You’ve doubtless been spending a whole lot more time at home these past months, and maybe you’ve been watching tons of DIY remodeling and decorating shows and are itching to get to it yourself. Just beware that those TV shows can make some jobs look a great deal easier and even less costly than they are. So here are some tips you should read before you jump into the project with both feet.
Make Two Lists
One should be a list of the things that need to be done for maintenance or safety, and one should be a list of the things that involve upgrading and decorating. The second list is going to be more fun, but you don’t need to be told to put the important shoulds first. While you’re at it, consider getting a home warranty plan that covers all your appliances, so they’ve taken care of. Personalized plans will let you find home warranty prices that are affordable and take the burden off your shoulders.
Draw Up A Budget
Even if you have a fair amount of money to spend, you want to use it wisely and where it will count. Before you pull out that debit card, research prices and learn where you can find the best deals. Prioritize your purchases, so you’re not putting quantity over quality. Cheap stuff might be tempting, but it doesn’t last.
Assess Your DIY Skills
Good intentions and the go-to-it spirit to do something will only take you so far. If you or your spouse has never done anything more technical than hanging a curtain rod, diving into a big project or one that requires serious power tools is not the way to begin. Those DIY shows on TV may make it look like a snap, but if you don’t know what you’re doing, swinging sledgehammers to knock down a wall can lead to a lot of complications.
Study Up Before You Start
No matter what project you’re planning, there are endless numbers of informational how-to manuals as well as resources available here and elsewhere online. If they’re available to you, it may be advisable to take a workshop at your local home improvement store or find a course at a nearby community college.
Don’t Start Something You Can’t Finish
While you’re considering your skills, think about your available time, too. If you’ve got a lot of work or family demands, don’t plan a project that you can’t complete in a reasonable amount of time. Living with a torn-up kitchen is going to wear on you and make you feel guilty and frustrated every time you can’t get back to finish things. Home and family life for the duration isn’t going to be very happy, either.
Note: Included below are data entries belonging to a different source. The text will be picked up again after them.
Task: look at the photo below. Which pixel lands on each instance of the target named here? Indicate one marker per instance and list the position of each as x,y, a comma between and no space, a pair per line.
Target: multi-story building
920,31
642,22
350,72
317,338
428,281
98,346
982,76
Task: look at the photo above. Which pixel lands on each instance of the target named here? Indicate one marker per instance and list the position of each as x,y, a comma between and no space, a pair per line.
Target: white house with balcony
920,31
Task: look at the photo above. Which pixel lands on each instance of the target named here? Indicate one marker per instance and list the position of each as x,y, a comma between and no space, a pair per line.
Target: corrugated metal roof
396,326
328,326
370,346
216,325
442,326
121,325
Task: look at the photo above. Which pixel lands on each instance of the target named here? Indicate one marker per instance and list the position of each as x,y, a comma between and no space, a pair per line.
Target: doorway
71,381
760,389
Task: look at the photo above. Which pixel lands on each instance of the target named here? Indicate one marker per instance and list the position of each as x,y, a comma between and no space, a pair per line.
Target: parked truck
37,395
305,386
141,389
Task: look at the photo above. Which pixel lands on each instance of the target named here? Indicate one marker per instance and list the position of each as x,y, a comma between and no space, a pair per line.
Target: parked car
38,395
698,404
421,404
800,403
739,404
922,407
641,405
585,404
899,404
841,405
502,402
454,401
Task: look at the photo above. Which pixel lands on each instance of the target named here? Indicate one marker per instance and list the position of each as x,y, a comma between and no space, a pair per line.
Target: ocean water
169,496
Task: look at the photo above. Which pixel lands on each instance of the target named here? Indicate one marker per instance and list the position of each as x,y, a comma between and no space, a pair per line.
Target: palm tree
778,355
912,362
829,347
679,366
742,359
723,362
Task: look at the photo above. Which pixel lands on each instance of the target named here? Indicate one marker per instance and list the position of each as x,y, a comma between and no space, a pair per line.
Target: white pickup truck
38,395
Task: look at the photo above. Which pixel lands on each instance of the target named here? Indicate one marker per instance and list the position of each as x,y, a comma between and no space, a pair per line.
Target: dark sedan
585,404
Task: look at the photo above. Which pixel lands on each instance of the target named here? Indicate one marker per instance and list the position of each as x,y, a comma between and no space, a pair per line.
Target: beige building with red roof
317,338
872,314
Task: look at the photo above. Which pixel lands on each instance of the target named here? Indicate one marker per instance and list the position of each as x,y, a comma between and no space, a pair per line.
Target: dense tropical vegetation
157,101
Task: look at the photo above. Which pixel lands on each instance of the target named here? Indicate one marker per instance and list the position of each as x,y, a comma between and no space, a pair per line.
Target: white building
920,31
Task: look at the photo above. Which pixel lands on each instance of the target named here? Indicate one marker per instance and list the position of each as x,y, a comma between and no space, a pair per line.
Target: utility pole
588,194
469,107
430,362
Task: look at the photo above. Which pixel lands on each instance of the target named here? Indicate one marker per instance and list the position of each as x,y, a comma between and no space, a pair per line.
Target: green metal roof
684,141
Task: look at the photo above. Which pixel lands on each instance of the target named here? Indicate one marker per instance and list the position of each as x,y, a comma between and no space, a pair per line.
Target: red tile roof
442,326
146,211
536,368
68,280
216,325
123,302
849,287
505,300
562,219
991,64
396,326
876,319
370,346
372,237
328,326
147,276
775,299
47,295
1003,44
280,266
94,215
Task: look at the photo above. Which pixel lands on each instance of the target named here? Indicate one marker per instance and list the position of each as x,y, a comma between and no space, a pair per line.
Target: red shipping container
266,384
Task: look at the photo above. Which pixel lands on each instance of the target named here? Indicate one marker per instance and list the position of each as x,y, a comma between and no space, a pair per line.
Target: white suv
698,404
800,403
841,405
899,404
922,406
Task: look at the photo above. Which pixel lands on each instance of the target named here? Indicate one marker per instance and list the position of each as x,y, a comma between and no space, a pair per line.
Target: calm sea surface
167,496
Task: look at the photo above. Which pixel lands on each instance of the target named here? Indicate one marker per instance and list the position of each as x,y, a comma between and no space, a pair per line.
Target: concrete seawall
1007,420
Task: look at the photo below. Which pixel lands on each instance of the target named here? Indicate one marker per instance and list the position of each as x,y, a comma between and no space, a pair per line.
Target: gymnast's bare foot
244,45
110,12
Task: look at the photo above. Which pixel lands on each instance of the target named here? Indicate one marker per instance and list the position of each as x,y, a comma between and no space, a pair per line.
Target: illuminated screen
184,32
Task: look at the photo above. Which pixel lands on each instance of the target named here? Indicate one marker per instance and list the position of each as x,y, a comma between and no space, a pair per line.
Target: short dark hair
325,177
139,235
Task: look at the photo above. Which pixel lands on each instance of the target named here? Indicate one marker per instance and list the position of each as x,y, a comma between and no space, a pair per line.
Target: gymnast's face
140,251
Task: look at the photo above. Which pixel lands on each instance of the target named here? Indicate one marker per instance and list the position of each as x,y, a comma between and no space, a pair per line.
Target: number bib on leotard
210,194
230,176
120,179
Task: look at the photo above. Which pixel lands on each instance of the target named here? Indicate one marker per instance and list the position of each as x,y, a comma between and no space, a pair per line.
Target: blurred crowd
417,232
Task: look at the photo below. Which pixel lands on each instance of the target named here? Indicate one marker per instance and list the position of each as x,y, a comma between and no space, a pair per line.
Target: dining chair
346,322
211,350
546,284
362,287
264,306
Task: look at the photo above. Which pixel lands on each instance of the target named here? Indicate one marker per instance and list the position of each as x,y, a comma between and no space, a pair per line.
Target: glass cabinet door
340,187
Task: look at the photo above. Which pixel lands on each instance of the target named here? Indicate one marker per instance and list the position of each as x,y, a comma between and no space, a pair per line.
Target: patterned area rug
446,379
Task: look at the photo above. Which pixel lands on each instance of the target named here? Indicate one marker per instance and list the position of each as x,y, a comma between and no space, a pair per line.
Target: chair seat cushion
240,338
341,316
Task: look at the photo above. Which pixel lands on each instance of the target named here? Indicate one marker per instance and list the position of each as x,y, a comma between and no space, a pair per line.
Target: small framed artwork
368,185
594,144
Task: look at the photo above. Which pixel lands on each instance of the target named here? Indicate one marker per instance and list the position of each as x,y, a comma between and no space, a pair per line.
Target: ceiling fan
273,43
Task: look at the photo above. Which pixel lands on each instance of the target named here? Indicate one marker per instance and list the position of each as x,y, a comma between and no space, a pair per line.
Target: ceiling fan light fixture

Get Professional Help When You Need It
Most projects involving electricity, gas, and major plumbing are not for novices. Neither is roofing or hanging garage doors. Hiring professionals to do that kind of work is demonstrably better for your house and safer for you. And while it might cost you more at the start, it’s going to save you money in the long run.
Consider Resale Value
Even if you’re not planning to sell your house in the foreseeable future, it’s worthwhile to keep resale value in mind when you plan your projects. Not to put a damper on your creativity, but some changes to your home will enhance its value, and some might do just the opposite. Real estate experts agree that these are the improvements that buyers appreciate:
- Kitchen Upgrades: New energy-saving appliances, solid surface countertops, efficient cabinets and workspaces, good lighting.
- Bathroom Upgrades: Water-saving toilets, updated shower, and sink fixtures, good mirrors, and lighting. If tubs or sinks look worn, professional re-glazing is an alternative to buying new ones.
- Double–Paned Windows: If you’re replacing windows or sliding doors, install double-paned glass that insulates from cold in the winter and heat in the summer to make rooms more comfortable as well as saving energy.
- Wood Floors: Carpeting is comfy for bedrooms, but wood flooring in other rooms is more durable, easier to clean, allergen-free, and buyers love it. If your budget doesn’t take hardwood, choose engineered wood or wood laminate.
- Classic Rather Than Trendy: If you’re investing in permanent improvements, don’t go for the trend of the moment. If you’ve seen it everywhere, it’s probably going to be outdated before long. The same goes for quirky personal touches; save them for decorative objects you can switch out easily when their time has passed, or your interest has waned.